Premise #1: car loans are loans that are used to buy cars and cars alone.
Premise #2: personal loans are loans that are used for any commercial purpose.
Premise #3: cars are a form of commercial purchase.
Conclusion: therefore, car loans are a type of personal loan, but not all personal loans are car loans.
This is the primary distinction between car loans and personal loans (and unlike some deductive reasoning conclusions, it is correct). While a personal loan can be spent on a car, a car loan does not have anywhere close to the range of spending options that a personal loan does.
A shopper cannot borrow money from a car dealer and then turn around and spend it on a vacation. In fact, he or she probably can't even spend it on other cars. Very often, a car loan is a specific agreement that applies to one vehicle and one vehicle only. A personal loan would never be that restrictive. Here are some other ways in which the two can be compared.
Collateral is an asset of value that can be offered up to a lender in the event that a borrower cannot repay his or her loan. A loan that includes collateral is considered secured, while one that doesn't is unsecured.

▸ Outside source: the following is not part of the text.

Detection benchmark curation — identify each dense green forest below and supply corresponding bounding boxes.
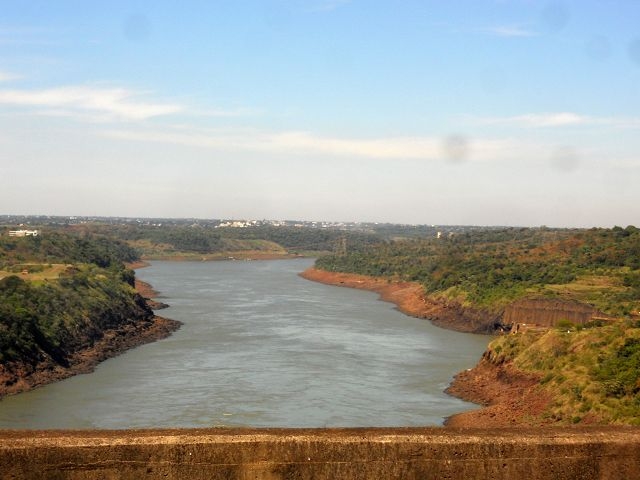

In the case of a car loan, it is somewhat likely that a lender will ask that the car itself be used as collateral. This way, it can be repossessed by the lender and ensure that the arrangement won't have resulted in a net loss. Car loans are almost always secured. This is just the nature of the market.
There is a much greater likelihood of getting an unsecured loan if it is a personal loan. Especially if a person has a good credit history, finding a lender to sign on to an unsecured loan shouldn't be all that difficult.
The deposit, or rather, the down payment, is a critical part of most car financing agreements. It puts a significant sum of money in the lenders' hands immediately, which is always valuable from their perspective. It might also affect how the rest of the loan ends up being structured, since a large down payment could ease a lender's level of stinginess.
In that sense, car loans and personal loans differ greatly. Since the entire purpose of a personal loan is to give someone more money in the present, requiring that person to lay down a cash deposit negates the purpose of what the loan is actually accomplishing. Therefore, an individual who wants to buy a car—but doesn't have the immediate funds for a down payment—would be better off getting a personal loan than a car loan.
Aside from the deposit factor, personal loans and car loans come with a pretty similar repayment model. Scheduled payments are made over a pre-determined period of time. There may or may not be an opportunity to accelerate or restructure payments after they have decided upon.
The major thing to note, and is one which applies to both sorts of loans, is whether the borrower is paying a fixed or variable interest rate. A fixed rate will stay the same over time, while a variable rate will be subject to market fluctuations that could fall in the borrower's favour or work against it.
Car loans tend to have a fixed rate structure. With personal loans, it is more up to the discretion of the lender and borrower.